As duas frases estão correctas.
Antes da abordagem dos diferentes valores das formas verbais de passado em português, é importante assinalar que a referência temporal se realiza, basicamente, de duas formas:1
1 – tendo como eixo o momento da enunciação [o instante da interacção verbal], fixo e implícito no discurso;
2 – tendo como ponto de referência um momento não coincidente com o da enunciação e, por isso, móvel (deslocável na cronologia) e explicitado no discurso.
1 – No que diz respeito à primeira modalidade de cálculo de referência temporal, há a referir que este momento está integrado no adverbial hoje e coincide com o agora.
Vamos aos exemplos, colocando em jogo o pretérito perfeito simples, o pretérito perfeito composto e o pretérito imperfeito.
a) Fui hoje a um recital de poesia.
b) Hoje ia a um recital de poesia…
c) Casava-me já hoje contigo.
d) Hoje tenho subido e descido estas escadas como em dia nenhum, livra!
e) Ontem fui a um recital de poesia.
f) Ontem ia a um recital de poesia (mas o carro avariou no caminho).
g) Casava-me ontem com ele (mas o tipo deixou-me plantada no altar).
h) * Ontem tenho subido e descido estas escadas...
i) Fui agora ao bar e vi lá o Pedro.
j) Agora tomava um cafezinho...
Vemos que o pretérito perfeito simples, quer em a) quer em e), referencia um momento anterior ao da enunciação, independentemente do advérbio seleccionado.
Porém, o mesmo já não se passa com o imperfeito: em b) o pretérito imperfeito, que co-ocorre com hoje, não tem por função referenciar o passado, mas marcar o enunciado modalmente – facto mais fortemente evidenciado no exemplo c).

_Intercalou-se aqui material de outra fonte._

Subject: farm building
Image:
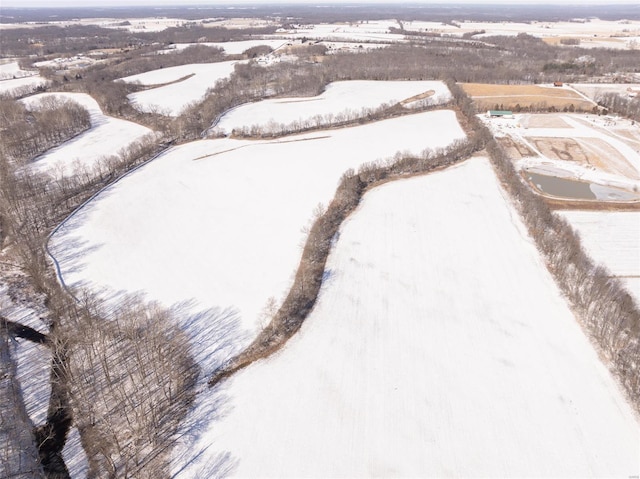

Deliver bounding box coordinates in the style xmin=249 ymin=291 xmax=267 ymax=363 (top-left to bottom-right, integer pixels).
xmin=554 ymin=81 xmax=564 ymax=87
xmin=486 ymin=110 xmax=514 ymax=119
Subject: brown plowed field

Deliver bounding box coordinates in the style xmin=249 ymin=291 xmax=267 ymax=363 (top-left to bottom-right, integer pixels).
xmin=460 ymin=83 xmax=595 ymax=111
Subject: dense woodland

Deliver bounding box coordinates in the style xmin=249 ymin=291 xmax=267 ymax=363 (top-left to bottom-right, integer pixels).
xmin=1 ymin=8 xmax=639 ymax=478
xmin=0 ymin=97 xmax=90 ymax=164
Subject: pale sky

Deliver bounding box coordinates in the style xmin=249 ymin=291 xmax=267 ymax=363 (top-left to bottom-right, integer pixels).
xmin=2 ymin=0 xmax=639 ymax=8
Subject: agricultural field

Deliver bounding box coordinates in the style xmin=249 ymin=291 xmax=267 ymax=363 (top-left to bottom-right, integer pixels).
xmin=0 ymin=61 xmax=48 ymax=96
xmin=213 ymin=80 xmax=452 ymax=135
xmin=0 ymin=60 xmax=38 ymax=80
xmin=461 ymin=82 xmax=596 ymax=112
xmin=2 ymin=4 xmax=640 ymax=477
xmin=558 ymin=210 xmax=640 ymax=303
xmin=160 ymin=39 xmax=288 ymax=55
xmin=275 ymin=21 xmax=408 ymax=43
xmin=175 ymin=158 xmax=639 ymax=477
xmin=50 ymin=110 xmax=466 ymax=343
xmin=20 ymin=92 xmax=153 ymax=177
xmin=122 ymin=61 xmax=238 ymax=116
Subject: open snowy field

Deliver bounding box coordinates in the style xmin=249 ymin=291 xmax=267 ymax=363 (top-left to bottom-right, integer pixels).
xmin=33 ymin=55 xmax=100 ymax=70
xmin=213 ymin=80 xmax=452 ymax=135
xmin=96 ymin=17 xmax=188 ymax=32
xmin=123 ymin=61 xmax=237 ymax=116
xmin=558 ymin=210 xmax=640 ymax=303
xmin=160 ymin=40 xmax=288 ymax=55
xmin=50 ymin=109 xmax=465 ymax=351
xmin=21 ymin=92 xmax=153 ymax=178
xmin=467 ymin=19 xmax=640 ymax=48
xmin=281 ymin=22 xmax=407 ymax=43
xmin=119 ymin=61 xmax=236 ymax=86
xmin=0 ymin=60 xmax=39 ymax=80
xmin=178 ymin=157 xmax=640 ymax=477
xmin=0 ymin=75 xmax=48 ymax=97
xmin=270 ymin=18 xmax=640 ymax=50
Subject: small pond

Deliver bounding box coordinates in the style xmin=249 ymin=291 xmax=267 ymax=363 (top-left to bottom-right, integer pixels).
xmin=526 ymin=172 xmax=595 ymax=200
xmin=526 ymin=172 xmax=638 ymax=201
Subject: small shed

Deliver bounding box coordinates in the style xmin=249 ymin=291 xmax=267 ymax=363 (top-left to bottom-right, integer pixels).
xmin=487 ymin=110 xmax=514 ymax=119
xmin=553 ymin=81 xmax=564 ymax=87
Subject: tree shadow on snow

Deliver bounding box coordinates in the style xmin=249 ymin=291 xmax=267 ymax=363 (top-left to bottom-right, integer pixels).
xmin=169 ymin=301 xmax=248 ymax=478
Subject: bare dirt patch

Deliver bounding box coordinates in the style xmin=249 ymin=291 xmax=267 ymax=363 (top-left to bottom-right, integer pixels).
xmin=525 ymin=135 xmax=638 ymax=178
xmin=461 ymin=83 xmax=595 ymax=111
xmin=548 ymin=198 xmax=640 ymax=211
xmin=400 ymin=89 xmax=435 ymax=105
xmin=524 ymin=114 xmax=571 ymax=128
xmin=575 ymin=137 xmax=639 ymax=178
xmin=497 ymin=137 xmax=534 ymax=160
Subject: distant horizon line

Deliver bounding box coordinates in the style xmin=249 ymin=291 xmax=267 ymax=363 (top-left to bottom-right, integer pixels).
xmin=3 ymin=1 xmax=640 ymax=7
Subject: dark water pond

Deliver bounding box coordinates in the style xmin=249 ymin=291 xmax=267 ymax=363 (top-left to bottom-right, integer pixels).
xmin=527 ymin=172 xmax=596 ymax=200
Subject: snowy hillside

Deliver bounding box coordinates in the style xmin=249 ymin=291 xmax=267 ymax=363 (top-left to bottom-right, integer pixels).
xmin=214 ymin=80 xmax=452 ymax=135
xmin=21 ymin=92 xmax=153 ymax=177
xmin=123 ymin=61 xmax=238 ymax=116
xmin=178 ymin=157 xmax=639 ymax=477
xmin=49 ymin=109 xmax=466 ymax=344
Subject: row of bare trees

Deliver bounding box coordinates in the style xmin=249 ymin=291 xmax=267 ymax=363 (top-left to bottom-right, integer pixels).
xmin=595 ymin=91 xmax=640 ymax=122
xmin=485 ymin=129 xmax=640 ymax=411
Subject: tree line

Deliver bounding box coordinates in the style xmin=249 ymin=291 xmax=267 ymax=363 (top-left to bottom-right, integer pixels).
xmin=596 ymin=91 xmax=640 ymax=122
xmin=486 ymin=135 xmax=640 ymax=412
xmin=0 ymin=96 xmax=90 ymax=166
xmin=209 ymin=81 xmax=490 ymax=385
xmin=0 ymin=91 xmax=202 ymax=475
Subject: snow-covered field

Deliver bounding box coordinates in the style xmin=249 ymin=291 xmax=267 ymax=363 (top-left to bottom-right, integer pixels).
xmin=558 ymin=210 xmax=640 ymax=303
xmin=269 ymin=18 xmax=640 ymax=50
xmin=33 ymin=55 xmax=99 ymax=70
xmin=0 ymin=75 xmax=48 ymax=97
xmin=122 ymin=61 xmax=237 ymax=116
xmin=160 ymin=40 xmax=288 ymax=55
xmin=0 ymin=60 xmax=39 ymax=80
xmin=283 ymin=23 xmax=407 ymax=43
xmin=98 ymin=17 xmax=188 ymax=32
xmin=0 ymin=59 xmax=47 ymax=96
xmin=467 ymin=19 xmax=640 ymax=46
xmin=179 ymin=157 xmax=640 ymax=477
xmin=213 ymin=80 xmax=452 ymax=135
xmin=50 ymin=109 xmax=465 ymax=348
xmin=21 ymin=92 xmax=153 ymax=177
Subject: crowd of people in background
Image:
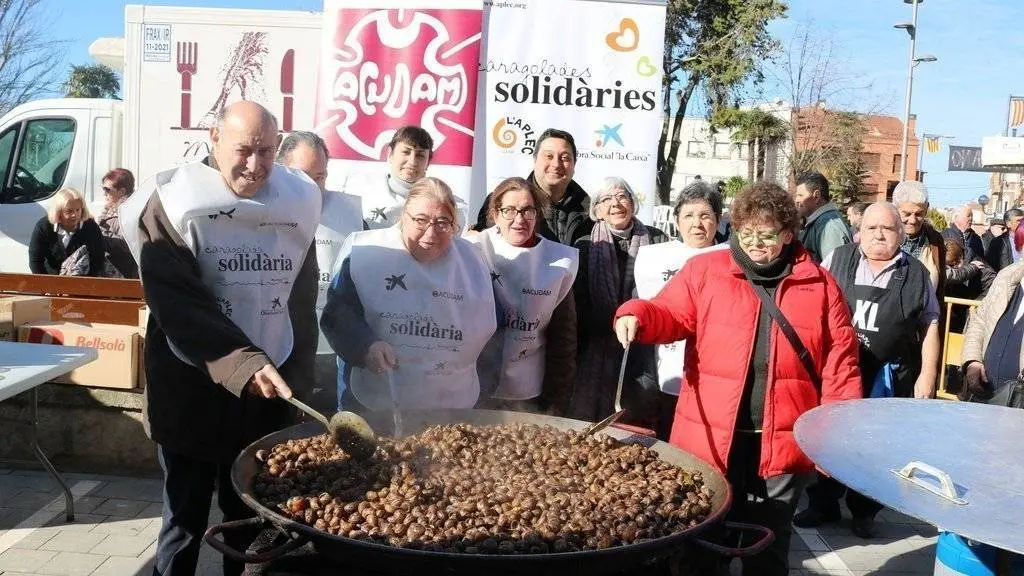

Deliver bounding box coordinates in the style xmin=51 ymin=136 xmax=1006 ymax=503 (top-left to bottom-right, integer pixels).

No entanto, se o pretérito imperfeito for acompanhado do adverbial ontem [exemplos f) e g)], temos a expressão de um evento que esteve na iminência de se realizar, mas que não se realizou, efectivamente.
No que ao pretérito perfeito composto diz respeito [exemplo d)], temos uma acção que é iniciada num momento anterior ao momento de fala mas com incursão neste último. Para além disso, está a ser expresso um valor aspectual claro: subir e descer não são eventos que ocorrem uma vez, mas várias, e, portanto, o pretérito perfeito composto é responsável pela presença do valor aspectual de iteração. O que h) prova é que, apesar da classificação pretérito, o pretérito perfeito composto não situa a acção integral e exclusivamente no passado, e daí a impossibilidade de ocorrência com o advérbio ontem.
Finalmente, o pretérito perfeito em i) designa uma acção passada contígua ao momento de enunciação, e j) tem um valor equivalente ao de c).
2– A referência temporal pode, também, como disse acima, corresponder a um ponto de radicação distinto do momento de enunciação, explicitável por diferentes tipos de adverbiais:
Naquele tempo...
Nesse dia/tempo...
Na véspera...
Na administração Clinton...
Quando Jesus andava pelo mundo...
Vamos novamente aos exemplos:
k) Os romanos frequentavam as termas.
l) Os turistas frequentaram as termas.
m) Os turistas já tinham frequentado as termas quando as instalações foram inundadas.
Em k), o pretérito imperfeito designa uma acção habitual e, por isso, caracterizadora de uma civilização.
Em l), o pretérito perfeito exprime um facto acabado, inserido num quadro de temporalidade passada ou ausente.
Em m), o pretérito mais-que-perfeito exprime um facto acabado/passado, anterior a outro também já consumado/passado.
Podemos chegar a, pelo menos, três conclusões gerais:
• em português, a relação formas simples-formas compostas com os valores aspectuais de acabado-inacabado não é verificável;
• as correspondências de formas e designações verbais entre línguas (românicas) nunca pode ser feita automaticamente: não é possível fazer uma correspondência entre o “passé composé” francês e o pretérito perfeito composto em português, por exemplo;
• a selecção de uma forma verbal, para além da referenciação temporal, pode efectivamente atender a diversos factores, como sejam a modalização, a factualidade, os modos de enunciação (onde se insere a questão dos dois eixos de cálculo temporal), a correspondência anafórica com outros tempos verbais no enunciado, o género discursivo, etc.
Matéria muitíssimo interessante, portanto, se me permite a opinião.